I think the suede is getting a little dirty though  'cos I use the micromini everyday to hold my mobile and some cards.

I'm still undecided about the napa aire. I like the smallest tote one a lot more than the other sizes, but will mull over it first. Saw a khaki suede senda that was  ly though! But I should stop with the suede.....


----------



## froufroujr.

springblossoms! i love the micromini! its so cute. i saw a peacock blue one in my local stores once.. 

can you be a dear and give me the measurements of the height, length, width? I just want to see if my cell would fit in. 

Thanks much!


----------



## noon

I have a Loewe bag and its great, I bought it about 2 years ago. I dont know what the style is called. Its pink suede with dark brown leather trim and handles.


----------



## springblossoms

froufroujr. said:


> springblossoms! i love the micromini! its so cute. i saw a peacock blue one in my local stores once..
> 
> can you be a dear and give me the measurements of the height, length, width? I just want to see if my cell would fit in.
> 
> Thanks much!



Hi *froufroujr*, thanks! The micromini is lots of fun! The measurements are aproximately 4 1/2 in x 3 1/2 in x 1 1/2 in. 

When I wanted to get it, the first thing I did was to try and squeeze my nokia N73 in - it fit, a bit of a squeeze, but after some time as the bag relaxed, it was ok. I've since switched to a nokia 6300 which is way slimmer and getting the phone in and out of the mini is much easier now. Heh. I can also fit some cash and a couple of cards too. The one I got also came with a thin long leather strap which hooks on and lets you wear the mini cross body. Cute!  Hope your phone fits!


----------



## Bagluvluv

Ive been eyeing these bags also....

Hows the quality??


----------



## Elara

Hi all, I came across this bag on ebay today, and  LOVE it..can anyone give me any information on it? I've never seen them before, but I looked them up on here and found this thread, which makes me think this may be a really interesting bag...but I have no idea if this is a good deal, bad deal, fake, or anything...I just know it's pretty.

http://cgi.ebay.com/AUTHENTIC-HARD-...ryZ63852QQssPageNameZWDVWQQrdZ1QQcmdZViewItem


----------



## madmadtoo

I love their bags. Especially the Amazona range.


----------



## tvlnewyork

Hi, I'd like to know your opinion about this spanish brand, now in LVMH group. I think the leather is one of the best in the world!!!!


----------



## littleblackbag

Very nice bags. I nearly bought one last year in Harrods, but went for a Chanel instead.


----------



## HandbagAngel

I heard Loewe has wonderful quality.  But they don't have stores in U.S. They were acquired by LVMH group?!  Really?!  That's  such a great news.  Does it mean eLuxury will carry Loewe in the future?


----------



## morebags

Loewe is fantastic!! The leather is so buttery soft. I've got a couple of their bags and would really like to get more.

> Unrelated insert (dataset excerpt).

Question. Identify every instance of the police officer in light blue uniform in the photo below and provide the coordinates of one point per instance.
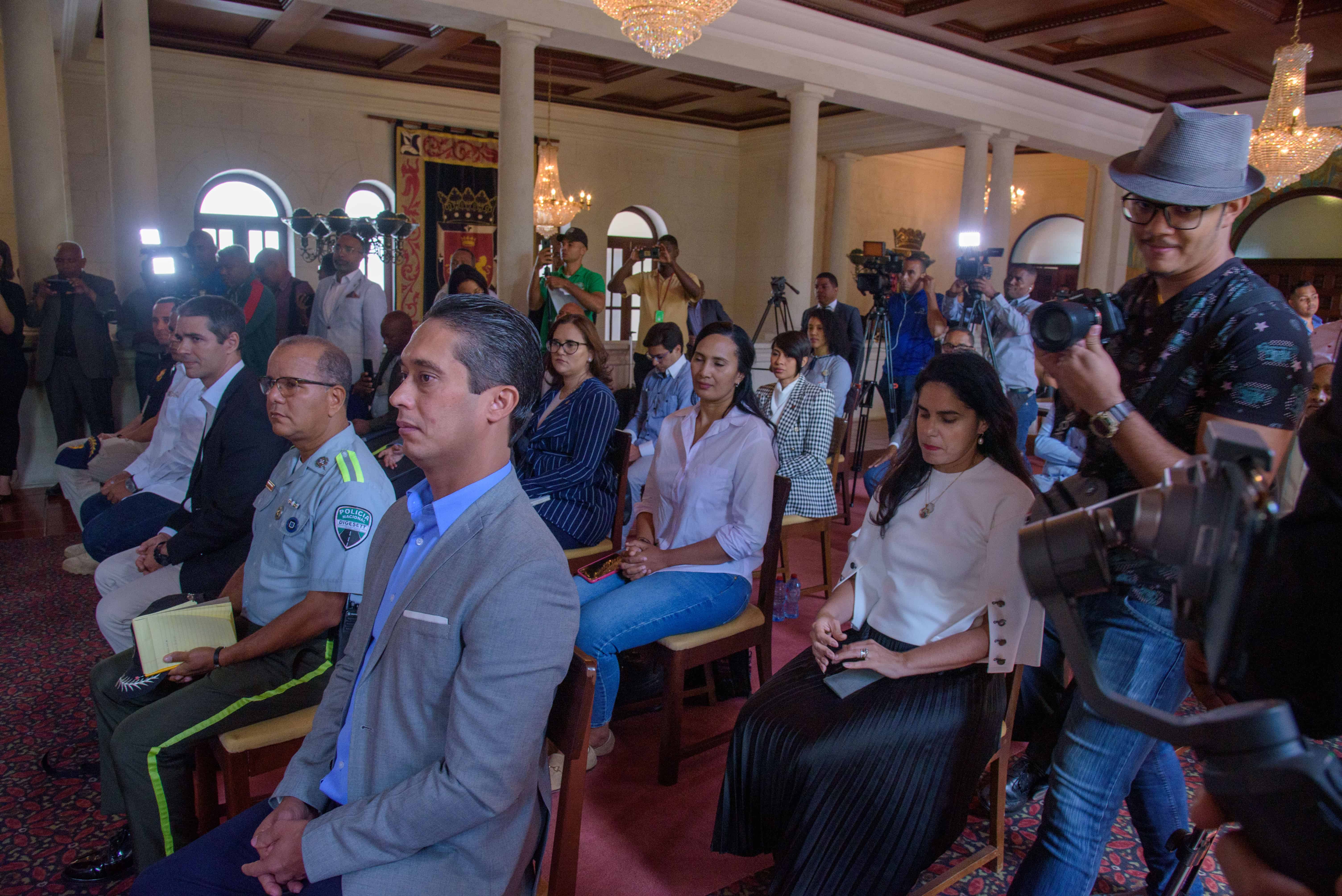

I think there is a Loewe store in San Francisco and Honolulu but there is no where to get their bags online that I know of. I'd be in real trouble if there was. There's a store here in Sydney as part of DFS Galleria but I'm too scared to go there!


----------



## riceandsoup

I love Loewe, especially the Amazona and Napa Aire. The leather is TDF!


----------



## nvie

Bumping this thread...

Loving the Loewe basket bag


----------